# Soap Scum



## Truly (Oct 26, 2007)

I have noticed that since I've started using my homemade soap I have a LOT more soap scum.

Is this true for everyone else?

Is there something I can whip up at home that would act like those "spray your shower everyday" to keep it clean? I was wondering if vinegar might work.


----------



## BasicLiving (Nov 26, 2007)

I haven't tried this yet, but I keep threatening to. Apparently 3 tablespoons of jetdry (the dishwasher stuff) in a spray bottle topped off with water will act about the same as those daily shower sprays. It's supposed to keep scum and other things from sticking to the surface. I also read that daily sprays of vingegar and water (50/50) will help keep scum down. The next time I clean my shower, I swear I am going to start using one of these.

Penny


----------



## Truly (Oct 26, 2007)

Penny, thank you.

Maybe I'll try water vinegar and jetdry.

I usually, in the past, didn't have to clean the tub that often. But now with my own soap, I notice scum in just a few days.

Of course, I'm not changing my soap. :biggrin


----------



## BasicLiving (Nov 26, 2007)

Will you please let me know if it works for you? I would like to try the jetdry mix because we have well water - and lime really builds up on our glass shower doors, even though we squeegy them after ever shower. But I need to remember to start using the jetdry spray immediately after I de-lime the glass doors, and that has been the challenge! I clean them about every 2 weeks - and it's due now. I'm really going to try to remember to mix up some jetdry and try it! But let me know how it works out for you.

Penny


----------



## Sondra (Oct 25, 2007)

I don't know as this will work but on ash trays plastic or glass, if you spray with liquid gold you don't get stuck on cigerett ashes and they wash up great. 
Also I use a rinse with jet dry in it for glasses and I don't have a dish washer also use it straight on the patio glass table to clean it off all the rain scum.


----------



## Truly (Oct 26, 2007)

wouldn't the liquid gold be slippery? hmmmm, i'll keep that in mind too.


----------



## Guest (Dec 5, 2007)

Soap scum is caused by soap molecules clinging to hard water deposits. The extreme solution is to get a water softener 

Christy


----------



## Truly (Oct 26, 2007)

Well that makes sense.

I had heard that many soaps on the market, especially liquid soaps contain water softners. That would be why it's building up faster.

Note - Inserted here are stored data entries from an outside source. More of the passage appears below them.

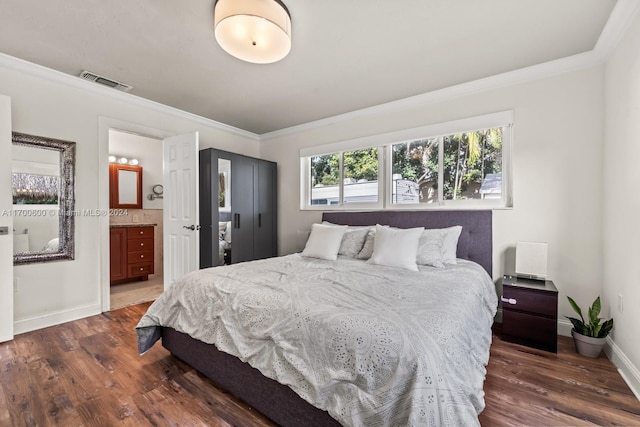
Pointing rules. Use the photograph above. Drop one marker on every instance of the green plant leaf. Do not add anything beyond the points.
(575, 307)
(594, 311)
(606, 328)
(578, 325)
(596, 330)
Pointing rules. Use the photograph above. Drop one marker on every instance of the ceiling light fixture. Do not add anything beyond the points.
(257, 31)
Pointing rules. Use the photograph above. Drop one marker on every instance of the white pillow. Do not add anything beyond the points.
(450, 244)
(395, 247)
(430, 248)
(324, 241)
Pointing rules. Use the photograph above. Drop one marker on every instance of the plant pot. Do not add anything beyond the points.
(587, 346)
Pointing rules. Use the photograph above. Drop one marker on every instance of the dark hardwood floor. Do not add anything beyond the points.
(88, 373)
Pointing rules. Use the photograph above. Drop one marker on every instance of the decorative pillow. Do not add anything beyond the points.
(395, 247)
(324, 241)
(450, 244)
(430, 248)
(352, 241)
(367, 248)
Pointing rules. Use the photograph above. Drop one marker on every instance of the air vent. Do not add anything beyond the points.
(92, 77)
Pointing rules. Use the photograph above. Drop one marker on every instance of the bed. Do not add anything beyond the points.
(409, 360)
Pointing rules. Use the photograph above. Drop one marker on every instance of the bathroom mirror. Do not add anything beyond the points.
(125, 186)
(43, 173)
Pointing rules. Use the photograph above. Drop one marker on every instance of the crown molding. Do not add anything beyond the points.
(511, 78)
(622, 15)
(621, 18)
(26, 67)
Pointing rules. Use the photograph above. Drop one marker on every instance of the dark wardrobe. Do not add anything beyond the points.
(241, 192)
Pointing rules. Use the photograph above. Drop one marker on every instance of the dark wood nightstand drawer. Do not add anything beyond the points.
(139, 232)
(139, 256)
(140, 245)
(531, 330)
(532, 301)
(140, 269)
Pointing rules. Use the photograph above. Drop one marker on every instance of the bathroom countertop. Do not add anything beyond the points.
(132, 224)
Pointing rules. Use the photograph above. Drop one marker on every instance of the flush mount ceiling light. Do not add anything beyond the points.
(257, 31)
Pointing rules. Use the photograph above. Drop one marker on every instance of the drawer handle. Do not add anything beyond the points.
(509, 300)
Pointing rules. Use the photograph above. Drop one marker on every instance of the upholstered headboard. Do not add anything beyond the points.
(475, 241)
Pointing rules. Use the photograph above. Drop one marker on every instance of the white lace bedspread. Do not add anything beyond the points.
(372, 345)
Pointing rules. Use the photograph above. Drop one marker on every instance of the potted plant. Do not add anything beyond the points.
(589, 337)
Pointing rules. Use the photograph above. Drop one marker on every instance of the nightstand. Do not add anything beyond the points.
(530, 312)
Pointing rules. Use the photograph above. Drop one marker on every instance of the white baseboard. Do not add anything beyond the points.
(628, 371)
(55, 318)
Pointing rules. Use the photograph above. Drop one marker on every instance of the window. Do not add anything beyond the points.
(465, 162)
(414, 176)
(357, 170)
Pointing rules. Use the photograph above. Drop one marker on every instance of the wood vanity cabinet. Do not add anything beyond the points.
(131, 253)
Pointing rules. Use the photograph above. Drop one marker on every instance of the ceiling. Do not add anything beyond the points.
(345, 56)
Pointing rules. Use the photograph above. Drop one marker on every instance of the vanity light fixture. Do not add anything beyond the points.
(257, 31)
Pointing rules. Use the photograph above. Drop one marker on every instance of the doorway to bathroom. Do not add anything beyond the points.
(135, 218)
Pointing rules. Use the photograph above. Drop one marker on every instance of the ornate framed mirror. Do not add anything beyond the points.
(43, 175)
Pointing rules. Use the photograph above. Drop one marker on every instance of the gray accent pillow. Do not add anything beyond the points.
(367, 248)
(430, 248)
(353, 241)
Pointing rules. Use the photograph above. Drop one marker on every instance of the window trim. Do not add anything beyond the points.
(502, 119)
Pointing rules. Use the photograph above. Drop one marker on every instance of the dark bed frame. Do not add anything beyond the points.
(278, 402)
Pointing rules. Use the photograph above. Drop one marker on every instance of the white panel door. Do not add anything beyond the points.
(180, 214)
(6, 220)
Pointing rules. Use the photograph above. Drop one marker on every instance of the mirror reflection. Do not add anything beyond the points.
(35, 177)
(42, 189)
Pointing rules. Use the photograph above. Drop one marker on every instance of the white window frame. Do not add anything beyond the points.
(383, 142)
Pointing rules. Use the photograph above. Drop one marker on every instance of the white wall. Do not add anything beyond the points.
(557, 172)
(54, 105)
(148, 151)
(6, 242)
(622, 197)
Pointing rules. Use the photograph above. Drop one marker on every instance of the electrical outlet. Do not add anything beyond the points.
(620, 303)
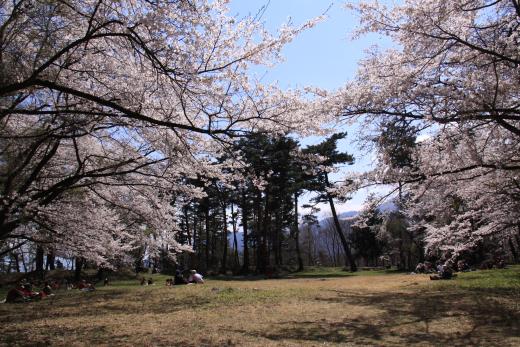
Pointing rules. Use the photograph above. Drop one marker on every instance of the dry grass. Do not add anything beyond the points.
(392, 310)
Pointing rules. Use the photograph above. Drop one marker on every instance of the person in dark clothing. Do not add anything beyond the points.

So, I guess it's time to call Culligan, or look into those newfangled water softners.

Thanx Chris


----------



## Sondra (Oct 25, 2007)

I wouldn't use liquid gold in the bath tub was just stating it was good for ash trays. I have always in the past used skin so soft bath oil to clean the tub of scum


----------



## NubianSoaps.com (Oct 26, 2007)

So do those of you who have soap scum also have scale in your soap buckets you have to acid rinse out? Vicki


----------



## Truly (Oct 26, 2007)

I don't, but I mix in glass or enamal; and I've made a total of 5 batches. :blush


----------



## NubianSoaps.com (Oct 26, 2007)

Shoot that should have read....those of you with soap scum do you have milk scale in your MILK buckets you have to acid rinse out  in the dairy barn  Vicki


----------